In [1]:
# Example: Word count
# Your VP of Content wants to know what sorts of things people are talking about in their status updates
# First, we need a function that turns a document into a sequence of key-value pairs

def wc_mapper(document):
    """for each word in the document, emit (word,1)"""
    for word in tokenize(document):
        yield (word, 1)

In [2]:

def wc_reducer(word, counts):
    """sum up the counts for a word"""
    yield (word, sum(counts))

In [3]:
# Returning to step 2, we now need to collect the results from wc_mapper and feed them to wc_reducer. 
# Let’s think about how we would do this on just one computer:

def word_count(documents):
    """count the words in the input documents using MapReduce"""

    # place to store grouped values
    collector = defaultdict(list)

    for document in documents:
        for word, count in wc_mapper(document):
            collector[word].append(count)

    return [output
            for word, counts in collector.iteritems()
            for output in wc_reducer(word, counts)]

In [4]:
# With a couple of changes we have a much more general framework

def map_reduce(inputs, mapper, reducer):
    """runs MapReduce on the inputs using mapper and reducer"""
    collector = defaultdict(list)

    for input in inputs:
        for key, value in mapper(input):
            collector[key].append(value)

    return [output
            for key, values in collector.iteritems()
            for output in reducer(key,values)]

In [5]:
# And then we can count words simply by using:

# word_counts = map_reduce(documents, wc_mapper, wc_reducer)

In [6]:
def reduce_values_using(aggregation_fn, key, values):
    """reduces a key-values pair by applying aggregation_fn to the values"""
    yield (key, aggregation_fn(values))

def values_reducer(aggregation_fn):
    """turns a function (values -> output) into a reducer
    that maps (key, values) -> (key, output)"""
    return partial(reduce_values_using, aggregation_fn)

In [7]:
# after which we can easily create:

from functools import partial

def reduce_with(aggregation_fn, key, values):
    """reduces a key-values pair by applying aggregation_fn to the values"""
    yield (key, aggregation_fn(values))

def values_reducer(aggregation_fn):
    """turns a function (values -> output) into a reducer"""
    return partial(reduce_with, aggregation_fn)

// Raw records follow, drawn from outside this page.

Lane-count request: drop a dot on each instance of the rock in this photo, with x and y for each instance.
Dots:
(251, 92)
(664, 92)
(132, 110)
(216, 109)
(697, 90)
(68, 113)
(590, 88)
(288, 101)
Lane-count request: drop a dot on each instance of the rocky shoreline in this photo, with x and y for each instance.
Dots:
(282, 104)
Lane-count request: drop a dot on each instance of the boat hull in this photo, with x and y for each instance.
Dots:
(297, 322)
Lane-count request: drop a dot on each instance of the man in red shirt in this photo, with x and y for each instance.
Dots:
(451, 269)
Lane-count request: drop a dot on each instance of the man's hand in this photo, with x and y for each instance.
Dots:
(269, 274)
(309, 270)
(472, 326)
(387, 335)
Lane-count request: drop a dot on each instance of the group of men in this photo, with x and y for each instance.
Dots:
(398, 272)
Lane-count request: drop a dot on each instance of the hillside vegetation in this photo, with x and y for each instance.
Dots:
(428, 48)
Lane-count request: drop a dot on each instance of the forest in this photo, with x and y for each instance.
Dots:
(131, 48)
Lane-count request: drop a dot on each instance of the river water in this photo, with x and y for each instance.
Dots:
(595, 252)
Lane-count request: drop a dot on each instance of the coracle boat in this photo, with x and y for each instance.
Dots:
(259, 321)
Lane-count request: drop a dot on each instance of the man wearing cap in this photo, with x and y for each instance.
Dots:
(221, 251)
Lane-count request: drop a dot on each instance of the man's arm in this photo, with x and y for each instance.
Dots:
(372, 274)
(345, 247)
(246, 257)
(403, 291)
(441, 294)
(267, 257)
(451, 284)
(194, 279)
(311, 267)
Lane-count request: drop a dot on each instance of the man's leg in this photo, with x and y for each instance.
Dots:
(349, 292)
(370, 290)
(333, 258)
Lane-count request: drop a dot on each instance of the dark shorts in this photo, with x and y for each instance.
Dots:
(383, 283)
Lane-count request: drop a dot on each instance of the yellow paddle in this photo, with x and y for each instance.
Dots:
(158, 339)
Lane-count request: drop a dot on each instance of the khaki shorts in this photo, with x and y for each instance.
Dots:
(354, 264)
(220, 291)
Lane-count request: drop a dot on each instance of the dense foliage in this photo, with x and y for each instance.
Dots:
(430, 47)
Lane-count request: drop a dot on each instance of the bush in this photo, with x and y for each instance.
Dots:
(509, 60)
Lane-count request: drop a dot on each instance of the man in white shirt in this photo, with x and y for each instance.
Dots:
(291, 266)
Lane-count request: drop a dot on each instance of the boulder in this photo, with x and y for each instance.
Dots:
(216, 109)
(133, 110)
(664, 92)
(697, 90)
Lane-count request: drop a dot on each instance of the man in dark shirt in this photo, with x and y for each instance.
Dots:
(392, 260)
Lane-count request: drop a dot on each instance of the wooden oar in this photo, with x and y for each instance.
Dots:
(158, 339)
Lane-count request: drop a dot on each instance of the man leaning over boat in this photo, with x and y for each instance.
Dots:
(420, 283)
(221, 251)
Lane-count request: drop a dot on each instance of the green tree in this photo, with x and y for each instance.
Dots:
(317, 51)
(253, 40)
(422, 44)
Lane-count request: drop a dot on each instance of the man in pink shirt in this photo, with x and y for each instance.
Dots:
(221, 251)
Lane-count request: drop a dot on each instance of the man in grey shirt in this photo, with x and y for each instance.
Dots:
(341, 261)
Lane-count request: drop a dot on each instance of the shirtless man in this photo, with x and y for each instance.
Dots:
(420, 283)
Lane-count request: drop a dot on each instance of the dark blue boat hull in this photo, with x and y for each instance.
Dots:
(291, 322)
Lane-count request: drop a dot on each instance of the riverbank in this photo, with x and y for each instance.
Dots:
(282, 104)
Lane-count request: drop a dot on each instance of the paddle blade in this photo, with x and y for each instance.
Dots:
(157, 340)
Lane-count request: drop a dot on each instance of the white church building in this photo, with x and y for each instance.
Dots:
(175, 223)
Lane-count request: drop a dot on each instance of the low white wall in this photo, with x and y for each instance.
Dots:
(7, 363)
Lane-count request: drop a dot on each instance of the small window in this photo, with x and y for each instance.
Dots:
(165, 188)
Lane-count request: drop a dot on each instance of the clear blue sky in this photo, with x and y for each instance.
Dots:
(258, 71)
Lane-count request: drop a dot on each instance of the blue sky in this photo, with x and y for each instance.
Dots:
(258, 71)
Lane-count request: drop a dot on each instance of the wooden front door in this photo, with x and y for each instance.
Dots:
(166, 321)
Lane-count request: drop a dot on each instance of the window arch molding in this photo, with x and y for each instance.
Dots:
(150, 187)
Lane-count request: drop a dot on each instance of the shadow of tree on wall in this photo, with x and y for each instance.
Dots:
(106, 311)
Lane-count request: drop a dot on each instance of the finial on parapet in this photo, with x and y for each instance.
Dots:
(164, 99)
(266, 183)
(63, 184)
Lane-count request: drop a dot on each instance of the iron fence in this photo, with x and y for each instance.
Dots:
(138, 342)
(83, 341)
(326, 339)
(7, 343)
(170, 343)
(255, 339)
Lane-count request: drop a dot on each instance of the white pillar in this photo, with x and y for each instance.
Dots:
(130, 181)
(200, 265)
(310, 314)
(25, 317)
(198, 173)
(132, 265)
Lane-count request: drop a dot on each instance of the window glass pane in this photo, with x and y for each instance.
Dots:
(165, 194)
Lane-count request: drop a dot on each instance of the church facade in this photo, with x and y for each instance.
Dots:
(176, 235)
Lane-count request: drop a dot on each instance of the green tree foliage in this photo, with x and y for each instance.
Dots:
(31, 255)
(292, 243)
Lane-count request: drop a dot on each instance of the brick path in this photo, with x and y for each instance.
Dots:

sum_reducer = values_reducer(sum)
max_reducer = values_reducer(max)
min_reducer = values_reducer(min)
count_distinct_reducer = values_reducer(lambda values: len(set(values)))

In [8]:
# Example: Analyzing Status Updates

#Let’s say we need to figure out which day of the week people talk the most about data science. 
# In order to find this, we’ll just count how many data science updates there are on each day of the week

import datetime
from collections import defaultdict

status_updates = [
    {"id": 1,
     "username" : "joelgrus",
     "text" : "Is anyone interested in a data science book?",
     "created_at" : datetime.datetime(2013, 12, 21, 11, 47, 0),
     "liked_by" : ["data_guy", "data_gal", "bill"] },
    # add your own
]

def data_science_day_mapper(status_update):
    """yields (day_of_week, 1) if status_update contains "data science" """
    if "data science" in status_update["text"].lower():
        day_of_week = status_update["created_at"].weekday()
        yield (day_of_week, 1)

data_science_days = map_reduce(status_updates,
                               data_science_day_mapper,
                               sum_reducer)

In [11]:
# Imagine we need to find out for each user the most common word that she puts in her status updates

import re
from collections import Counter

def tokenize(message):
    message = message.lower()                       # convert to lowercase
    all_words = re.findall("[a-z0-9']+", message)   # extract the words
    return set(all_words)                           # remove duplicates

def words_per_user_mapper(status_update):
    user = status_update["username"]
    for word in tokenize(status_update["text"]):
        yield (user, (word, 1))

def most_popular_word_reducer(user, words_and_counts):
    """given a sequence of (word, count) pairs,
    return the word with the highest total count"""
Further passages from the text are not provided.